Her work also touches on robotics, since she also researches embodied vision, which takes into account the actions of the agent - human or robotic - that is seeing the environment. By incorporating action into computer vision, computers can solve problems in dynamic, changing environments instead of with just static images.

“These are problems in computer vision where you aren’t just thinking about analyzing static photos or videos that were already captured by some human photographer,” Grauman said. “Instead, you have an agent that can control its own camera, that can have multi-sensory input like sound and motion, or maybe feel and touch as well as sight, and must both learn and act in an ongoing, continual, long-term way with this information.”

According to Grauman, these systems in computer vision are increasingly using reinforcement learning, where the agent is rewarded for correct behavior over time, instead of supervised learning, where the system is taught patterns through labeled images.

For example, reinforcement learning has been used in her work to help systems make inferences from initial observations and decide what to look for next. The common approach of training programs on pre-captured, labeled photographs offers an incomplete view of the situation. In contrast, Grauman’s research group has investigated how to train intelligent computer vision systems by having it scan a scene or manipulate a 3D object in order to inspect it; this allows the agent to view an environment efficiently and make decisions about where to look.

Although scientists don’t completely understand how human sight works, many computer vision researchers, such as Grauman, find parallels in human neuroscience and how these computer vision systems are set up. For example, with embodied vision, cognitive science studies have shown that vision development in animals is influenced by body motion.

Training computers to understand images and videos in place of humans, however, is critical because of the sheer scale of media that needs to be viewed. For example, it would take more than 16 years for someone to watch all of the new content uploaded to YouTube in one day.

“There’s just the volume of data versus time, but there’s also discovery and mining for things that, even if you had the time and human attention to deal with, you can’t scale,” Grauman said. “Machines are much better at discovering these things, given massive amounts of data, than you can expect humans to be.”

Systems that can monitor videos quickly and at the scale of social media can help, for example, in monitoring Facebook for people who are depressed or in danger, she said. This research could also lead to systems that can summarize video visually by finding the important parts of long videos.

​Grauman’s research group has also done a lot of work with 360-degree videos. A recent project they’ve worked on, AutoCam, solves the problem of where to look while viewing a 360-degree video. In such a video, which can often be viewed either with a virtual reality headset or by moving controls on a flat display like a computer, there is content in every direction. However, that makes it easy to for a viewer to miss what’s important, especially if something is happening behind the current field of view. For AutoCam, the research group trained a program to move the camera angle automatically through the 360-degree environment, capturing the most important information. This results in a guided experience through the video in a normal field of view without having to turn around with a VR headset or using computer controls.
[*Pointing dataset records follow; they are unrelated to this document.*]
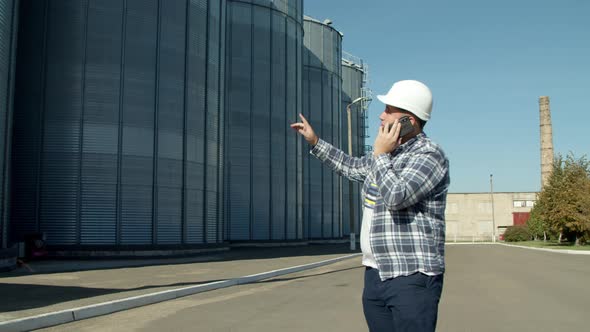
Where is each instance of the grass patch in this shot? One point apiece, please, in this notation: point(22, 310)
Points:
point(551, 245)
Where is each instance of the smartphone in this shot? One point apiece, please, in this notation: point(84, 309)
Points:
point(406, 124)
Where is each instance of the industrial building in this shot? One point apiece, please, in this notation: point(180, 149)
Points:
point(143, 126)
point(152, 126)
point(264, 94)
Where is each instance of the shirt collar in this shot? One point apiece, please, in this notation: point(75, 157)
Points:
point(407, 145)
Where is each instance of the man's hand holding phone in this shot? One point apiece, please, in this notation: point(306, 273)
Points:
point(388, 138)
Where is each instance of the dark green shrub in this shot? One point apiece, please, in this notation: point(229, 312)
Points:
point(517, 233)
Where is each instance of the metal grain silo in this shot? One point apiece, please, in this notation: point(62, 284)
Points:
point(8, 32)
point(322, 80)
point(353, 87)
point(263, 80)
point(119, 126)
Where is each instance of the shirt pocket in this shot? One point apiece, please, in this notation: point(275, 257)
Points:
point(371, 196)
“It’s discovering where to look over time in a video that has omnidirectional content,” Grauman said.

The system was trained by processing lots of unlabeled YouTube videos so that it learned what properties are common to human-filmed videos, such as what kind of content the camera focuses on and the composition of the shots. When used on a 360-degree video, the program divides it into all possible viewing angles for each chunk of time and picks the pieces that best match these properties.

“Now, you could optimize for a path through those glimpses that tries to keep the most human-captured looking parts together so you get a smooth camera motion that also tries to frame the shot the way a human photographer would,” Grauman said. “It’s essentially learning to record its own video by observing how people capture videos.”
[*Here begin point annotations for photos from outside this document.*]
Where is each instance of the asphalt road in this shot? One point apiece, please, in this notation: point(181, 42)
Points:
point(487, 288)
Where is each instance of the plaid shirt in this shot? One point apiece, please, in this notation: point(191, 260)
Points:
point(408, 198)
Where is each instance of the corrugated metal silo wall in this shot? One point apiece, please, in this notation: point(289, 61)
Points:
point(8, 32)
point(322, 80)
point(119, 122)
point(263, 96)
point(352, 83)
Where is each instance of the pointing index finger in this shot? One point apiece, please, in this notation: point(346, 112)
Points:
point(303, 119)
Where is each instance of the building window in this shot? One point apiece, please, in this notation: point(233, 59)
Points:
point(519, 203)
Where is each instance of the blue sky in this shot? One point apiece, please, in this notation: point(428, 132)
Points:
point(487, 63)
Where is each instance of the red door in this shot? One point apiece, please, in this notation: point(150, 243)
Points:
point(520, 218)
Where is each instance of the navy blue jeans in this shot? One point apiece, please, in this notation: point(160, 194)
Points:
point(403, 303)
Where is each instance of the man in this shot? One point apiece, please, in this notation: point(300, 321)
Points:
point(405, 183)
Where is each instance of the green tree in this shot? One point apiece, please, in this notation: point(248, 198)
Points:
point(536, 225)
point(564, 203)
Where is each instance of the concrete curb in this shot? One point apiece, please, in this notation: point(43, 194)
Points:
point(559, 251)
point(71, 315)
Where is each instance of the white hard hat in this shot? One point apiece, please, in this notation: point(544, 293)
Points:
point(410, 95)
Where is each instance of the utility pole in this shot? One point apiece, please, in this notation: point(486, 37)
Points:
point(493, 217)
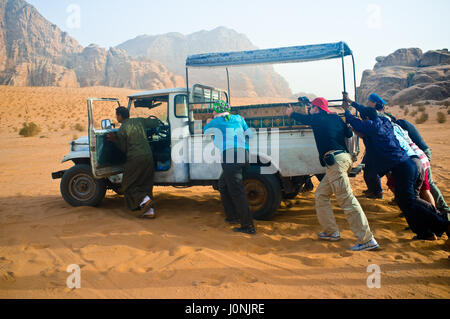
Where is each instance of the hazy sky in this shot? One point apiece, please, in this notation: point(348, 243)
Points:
point(370, 28)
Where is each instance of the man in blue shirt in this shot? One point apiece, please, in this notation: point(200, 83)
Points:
point(330, 133)
point(386, 155)
point(230, 132)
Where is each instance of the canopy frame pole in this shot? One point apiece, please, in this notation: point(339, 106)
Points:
point(354, 77)
point(228, 83)
point(343, 72)
point(358, 150)
point(187, 82)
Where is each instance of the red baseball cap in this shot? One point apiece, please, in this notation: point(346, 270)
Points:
point(321, 103)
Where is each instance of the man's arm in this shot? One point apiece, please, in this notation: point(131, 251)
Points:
point(305, 119)
point(247, 131)
point(119, 139)
point(347, 101)
point(359, 126)
point(150, 123)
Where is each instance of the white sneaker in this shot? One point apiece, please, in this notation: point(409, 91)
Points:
point(150, 214)
point(371, 244)
point(332, 237)
point(147, 201)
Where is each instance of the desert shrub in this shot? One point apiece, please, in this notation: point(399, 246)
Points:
point(29, 129)
point(79, 127)
point(422, 118)
point(441, 117)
The applications of this research goes back to embodied vision and robots: when moving around in an environment, autonomous robots would have to know in what direction they should direct their camera to complete their task, Grauman said.

“Any real-world application involving a mobile robot, the robot has to make decisions about where to go and how to turn the camera,” she said. “Any real-world application of an autonomous robot, such as a search-and-rescue robot that’s going around the rubble of some natural disaster, there’s no pre-prescribed program you could hand it to say, here’s where you need to move. It has to actually explore on its own and, based on what it sees and what it hears, make intelligent judgement about where to go next or how to move the camera.”

Most recently, Grauman and graduate student Ruohan Guo worked on a project involving audio source separation. They trained a system to learn what kinds of sounds different objects, such as instruments, make and how to automatically separate the sounds.

Grauman said her research group will be working on problems in embodied vision for a while.

“I think that the embodied vision is a big ‘what’s next’ for the field,” she said. “There’s room to now take this bigger venture, so this will be next for a while, there’s a lot we need to do here.”